Menu
Before Eventide made pitch-shifting sexy and digital FX racks took over studios, MXR quietly unleashed the 129 Pitch Transposer—a gritty, unpredictable, slightly drunk box of pitch warping chaos.
It was originally designed for guitarists who wanted harmonies without friends, but producers and synth-heads quickly realized it could mangle anything you fed it. This wasn’t transparent pitch shifting—it was a greasy, grainy, lo-fi jump into alternate tuning realities. You didn’t use the 129 to sweeten vocals. You used it to summon ghosts, bend tape space-time, or make your TR-808 sound like it had a poltergeist.
FEATURES & PROS:
Analog-Digital Hybrid Madness – Early pitch processing before DSP grew up. It’s noisy, weird, and full of character.
±1 Octave Pitch Range – Up or down a full 12 semitones, and it will let you know it’s doing the work.

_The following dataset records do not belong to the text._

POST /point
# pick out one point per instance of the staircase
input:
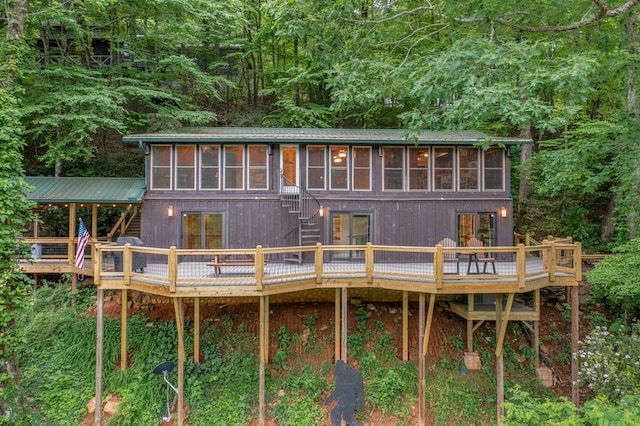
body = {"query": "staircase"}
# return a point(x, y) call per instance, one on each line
point(306, 208)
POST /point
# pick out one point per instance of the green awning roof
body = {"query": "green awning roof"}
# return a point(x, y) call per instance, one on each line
point(328, 136)
point(86, 190)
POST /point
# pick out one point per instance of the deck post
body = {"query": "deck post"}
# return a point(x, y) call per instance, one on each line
point(337, 322)
point(438, 266)
point(179, 310)
point(97, 418)
point(499, 364)
point(421, 362)
point(196, 329)
point(264, 354)
point(368, 267)
point(405, 325)
point(575, 333)
point(343, 331)
point(123, 329)
point(172, 269)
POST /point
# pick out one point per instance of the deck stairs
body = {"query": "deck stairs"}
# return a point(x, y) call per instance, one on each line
point(305, 207)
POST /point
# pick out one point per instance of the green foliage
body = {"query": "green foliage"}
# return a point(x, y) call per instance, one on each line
point(616, 279)
point(610, 361)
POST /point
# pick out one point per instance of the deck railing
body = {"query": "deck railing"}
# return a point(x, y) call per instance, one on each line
point(251, 271)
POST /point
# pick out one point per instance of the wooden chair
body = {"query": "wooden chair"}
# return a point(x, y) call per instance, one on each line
point(450, 257)
point(480, 256)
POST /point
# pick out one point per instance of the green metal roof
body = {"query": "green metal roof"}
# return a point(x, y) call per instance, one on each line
point(329, 136)
point(86, 189)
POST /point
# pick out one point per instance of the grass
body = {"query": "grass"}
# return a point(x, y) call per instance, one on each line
point(58, 370)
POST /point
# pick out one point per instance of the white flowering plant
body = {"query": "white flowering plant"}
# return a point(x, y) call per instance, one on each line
point(610, 361)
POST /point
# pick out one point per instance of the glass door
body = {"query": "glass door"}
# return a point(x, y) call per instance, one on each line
point(350, 229)
point(290, 169)
point(477, 225)
point(201, 230)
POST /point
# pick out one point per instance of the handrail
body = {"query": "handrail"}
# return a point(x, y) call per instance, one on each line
point(396, 267)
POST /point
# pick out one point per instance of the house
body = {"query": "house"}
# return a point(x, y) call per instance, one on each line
point(225, 187)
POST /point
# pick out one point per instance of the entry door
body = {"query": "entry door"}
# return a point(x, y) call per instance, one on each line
point(477, 225)
point(202, 230)
point(290, 168)
point(350, 229)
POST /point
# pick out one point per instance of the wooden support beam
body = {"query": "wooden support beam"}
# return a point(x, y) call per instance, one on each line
point(179, 310)
point(405, 326)
point(421, 363)
point(343, 331)
point(432, 303)
point(196, 329)
point(337, 322)
point(123, 329)
point(97, 418)
point(499, 363)
point(504, 321)
point(575, 334)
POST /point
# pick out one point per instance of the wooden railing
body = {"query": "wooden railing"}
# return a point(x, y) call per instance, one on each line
point(181, 272)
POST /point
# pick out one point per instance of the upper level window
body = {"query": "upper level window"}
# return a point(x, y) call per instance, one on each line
point(443, 168)
point(161, 167)
point(233, 167)
point(316, 167)
point(393, 160)
point(186, 167)
point(339, 167)
point(209, 167)
point(257, 167)
point(361, 168)
point(494, 169)
point(418, 169)
point(468, 168)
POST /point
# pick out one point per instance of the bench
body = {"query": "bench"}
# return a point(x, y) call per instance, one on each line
point(226, 260)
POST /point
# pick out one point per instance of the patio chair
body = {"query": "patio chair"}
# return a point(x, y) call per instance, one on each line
point(450, 257)
point(480, 256)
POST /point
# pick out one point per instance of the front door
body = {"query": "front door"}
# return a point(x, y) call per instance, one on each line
point(477, 225)
point(202, 230)
point(350, 229)
point(290, 182)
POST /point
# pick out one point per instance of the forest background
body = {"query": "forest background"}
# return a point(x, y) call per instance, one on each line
point(564, 74)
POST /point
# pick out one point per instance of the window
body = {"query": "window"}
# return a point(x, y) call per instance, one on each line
point(203, 230)
point(209, 167)
point(494, 169)
point(468, 163)
point(339, 168)
point(418, 169)
point(443, 168)
point(185, 167)
point(161, 167)
point(316, 167)
point(393, 161)
point(361, 168)
point(257, 167)
point(233, 167)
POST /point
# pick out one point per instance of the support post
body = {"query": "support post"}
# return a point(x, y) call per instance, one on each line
point(123, 329)
point(97, 418)
point(179, 309)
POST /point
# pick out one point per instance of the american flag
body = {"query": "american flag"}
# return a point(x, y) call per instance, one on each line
point(83, 240)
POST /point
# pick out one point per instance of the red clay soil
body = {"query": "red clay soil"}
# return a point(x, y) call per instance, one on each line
point(445, 325)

CV/Gate Friendly – Modulate the pitch with voltage and watch it go off the rails—in the best way.
Not Clean, Not Subtle – But that’s the charm. It adds grit, artifacts, and beautiful digital filth.
Mono In, Mono Out – Pure old-school, no stereo nonsense—just focus on your signal's existential crisis.
Cult Classic Status – Used by Zappa, Eno, and anyone else who liked their harmonies a little mentally unstable.
Perfect for Sound Design – Great for detuned textures, robotic doubling, or making snares sound like aliens hiccupping.